Because, as a Solution Architect at MarkLogic, I have to say I’m quite partial to adding databases into architectures. And, the blog had already raised some very good points, like this one:
It’s important to challenge assumptions about how systems are built.”
“Yes,” I agreed. But surely not the we-need-a-database-here assumption.
But it’s a good question, isn’t it? In an event-driven architecture, why should systems get data out of databases when they can get it straight from Kafka? Wouldn’t it be easier, quicker and cheaper to cut out the middleman? Do you really need a database if you’re already streaming data into Kafka?
This question posed a bit of a problem for me. And as they say, a problem shared is a problem two people have, so I decided to share that problem with some fellow MarkLogic folks.
David Gorbet, Engineering SVP at MarkLogic, wasn’t ruffled by it. Although he agreed and stated that “a message-/event-based system is a smart way to go for many problems, and I think Kafka is a good technology to use for this,” he made it clear that for many architectures, a database is essential. That’s because if a database is used to harmonize siloed data (including your event messages) then:
If there’s ever a question about the data, you can use persistence and indexing of messages to enable traceability for operational issues. You may not need to keep all messages indefinitely, but you should be thinking about keeping them around and queryable for long enough to trace errors.”
And it’s not just spotting errors that a database within an event-driven architecture can help with:
It’s also going to prevent data inconsistencies that are inevitable with individual microservices having separate, overlapping data stores, significantly simplify the security architecture, and provide one place to secure and apply policy to data for things like it being fit-for-purpose for GDPR reporting, anonymization, etc., as well as being a way to track sources and uses of data.”
David left me with something to ponder:
It’s not that an architecture without a database for persistence is wrong, it’s just incomplete; it’s basically an application integration architecture, not a data integration architecture.”
Now, it turned out that Ken Krupa, MarkLogic’s VP of Global Solutions Engineering, had heard that question (“Do we need a database in an event-based architecture?”) before.
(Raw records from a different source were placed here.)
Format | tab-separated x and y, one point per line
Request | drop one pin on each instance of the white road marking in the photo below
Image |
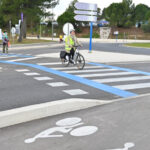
6	57
73	126
74	67
107	74
133	86
94	70
84	131
43	78
75	92
126	146
22	70
122	79
57	84
24	59
32	74
47	64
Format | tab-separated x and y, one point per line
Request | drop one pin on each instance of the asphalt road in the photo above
26	79
119	48
18	88
123	125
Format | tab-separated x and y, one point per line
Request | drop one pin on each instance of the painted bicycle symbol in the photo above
126	146
65	126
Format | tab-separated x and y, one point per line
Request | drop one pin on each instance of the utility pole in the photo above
52	24
10	29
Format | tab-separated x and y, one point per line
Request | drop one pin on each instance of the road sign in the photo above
13	30
85	12
67	27
0	34
86	6
17	29
85	18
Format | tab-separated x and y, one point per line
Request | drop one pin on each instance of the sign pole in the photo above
91	34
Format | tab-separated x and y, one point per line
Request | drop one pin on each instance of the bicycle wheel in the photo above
65	62
80	62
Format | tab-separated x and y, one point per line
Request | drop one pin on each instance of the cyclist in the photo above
70	42
5	41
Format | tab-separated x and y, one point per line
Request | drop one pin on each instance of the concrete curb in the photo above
29	113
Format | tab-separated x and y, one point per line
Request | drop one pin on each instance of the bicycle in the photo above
78	59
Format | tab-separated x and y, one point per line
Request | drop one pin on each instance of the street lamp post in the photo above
52	25
10	29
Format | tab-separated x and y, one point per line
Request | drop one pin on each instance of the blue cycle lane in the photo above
85	81
88	82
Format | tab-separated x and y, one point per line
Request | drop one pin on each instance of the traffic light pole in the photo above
91	34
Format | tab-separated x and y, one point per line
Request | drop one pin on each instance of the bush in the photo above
128	24
146	27
95	35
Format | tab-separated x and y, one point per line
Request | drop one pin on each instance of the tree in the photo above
33	10
140	13
119	14
68	15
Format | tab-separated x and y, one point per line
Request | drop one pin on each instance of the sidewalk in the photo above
99	40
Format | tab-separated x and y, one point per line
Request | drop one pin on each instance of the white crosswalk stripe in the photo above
133	86
6	57
24	59
74	67
74	92
32	74
48	64
87	71
107	74
57	84
43	78
22	70
110	80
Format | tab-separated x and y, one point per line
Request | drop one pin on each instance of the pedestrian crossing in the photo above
114	77
123	79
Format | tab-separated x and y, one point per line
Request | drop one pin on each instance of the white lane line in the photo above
75	92
24	59
47	64
43	78
57	84
74	67
86	71
22	70
133	86
122	79
107	74
32	74
6	57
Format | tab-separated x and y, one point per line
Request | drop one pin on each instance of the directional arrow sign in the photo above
86	6
85	18
85	13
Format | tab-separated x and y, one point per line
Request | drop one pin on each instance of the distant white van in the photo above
0	34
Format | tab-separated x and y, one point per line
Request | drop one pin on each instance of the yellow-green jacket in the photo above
69	43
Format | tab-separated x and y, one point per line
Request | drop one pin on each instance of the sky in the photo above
63	4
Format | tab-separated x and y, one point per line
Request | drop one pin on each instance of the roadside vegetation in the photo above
142	45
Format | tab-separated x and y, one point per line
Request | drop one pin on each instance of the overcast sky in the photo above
63	4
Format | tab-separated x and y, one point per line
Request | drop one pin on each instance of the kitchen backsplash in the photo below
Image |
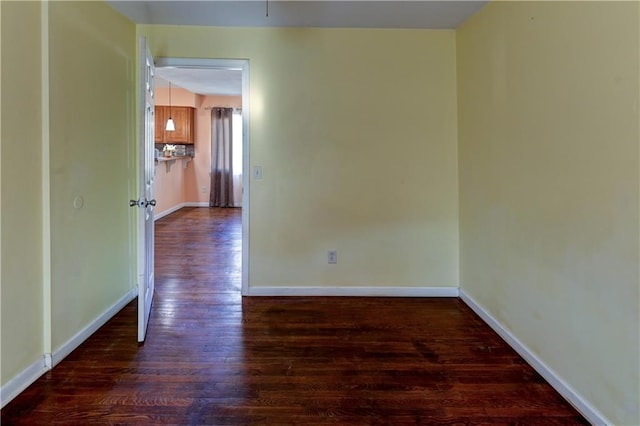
180	151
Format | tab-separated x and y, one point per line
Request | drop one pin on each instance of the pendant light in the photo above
170	127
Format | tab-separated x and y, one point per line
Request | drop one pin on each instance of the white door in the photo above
145	201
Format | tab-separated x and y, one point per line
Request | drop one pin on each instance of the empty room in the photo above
440	215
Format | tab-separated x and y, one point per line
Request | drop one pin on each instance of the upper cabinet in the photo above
183	117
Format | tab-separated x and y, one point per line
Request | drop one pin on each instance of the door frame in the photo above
241	65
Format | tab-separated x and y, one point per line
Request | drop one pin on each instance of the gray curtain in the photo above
221	158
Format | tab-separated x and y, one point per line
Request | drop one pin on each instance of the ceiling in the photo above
444	14
441	14
202	81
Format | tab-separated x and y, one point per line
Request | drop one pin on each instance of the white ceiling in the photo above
202	81
306	13
444	14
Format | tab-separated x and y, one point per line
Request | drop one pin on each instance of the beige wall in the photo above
175	184
356	134
549	187
21	285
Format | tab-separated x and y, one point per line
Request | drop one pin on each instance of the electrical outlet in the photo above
257	172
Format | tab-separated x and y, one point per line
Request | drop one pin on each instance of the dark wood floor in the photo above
214	358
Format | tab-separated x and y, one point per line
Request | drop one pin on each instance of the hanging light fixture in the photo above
170	127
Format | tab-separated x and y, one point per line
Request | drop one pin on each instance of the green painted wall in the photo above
92	52
21	285
549	187
355	130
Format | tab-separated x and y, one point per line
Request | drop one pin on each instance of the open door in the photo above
145	202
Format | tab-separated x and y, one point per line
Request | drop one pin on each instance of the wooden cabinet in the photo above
183	117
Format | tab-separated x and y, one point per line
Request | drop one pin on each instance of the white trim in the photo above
355	291
593	415
231	64
68	347
22	380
He explained how he’d found that customers had been unable to get an agreed-to, trusted, comprehensive view of things from messages alone. In fact, one customer referred to it as being:
… like trying to reconstruct the chicken from the chicken soup.”
As Kafka becomes ever more popular, and more architectures that span the whole enterprise are built using event-based patterns, the question of why databases should be introduced at all looks as though it is set to be one that a lot of people are going to be asking.
However, I think the answer to this really boils down to one key factor: If you’ll ever need to get an answer about an entity as it exists across the business as a whole (and in a hurry), you’ll need a persistent, harmonized representation of it that you can easily and quickly retrieve (for example, via indexes).
And if you’re not sure if you’ll need a database? Just remember the chicken.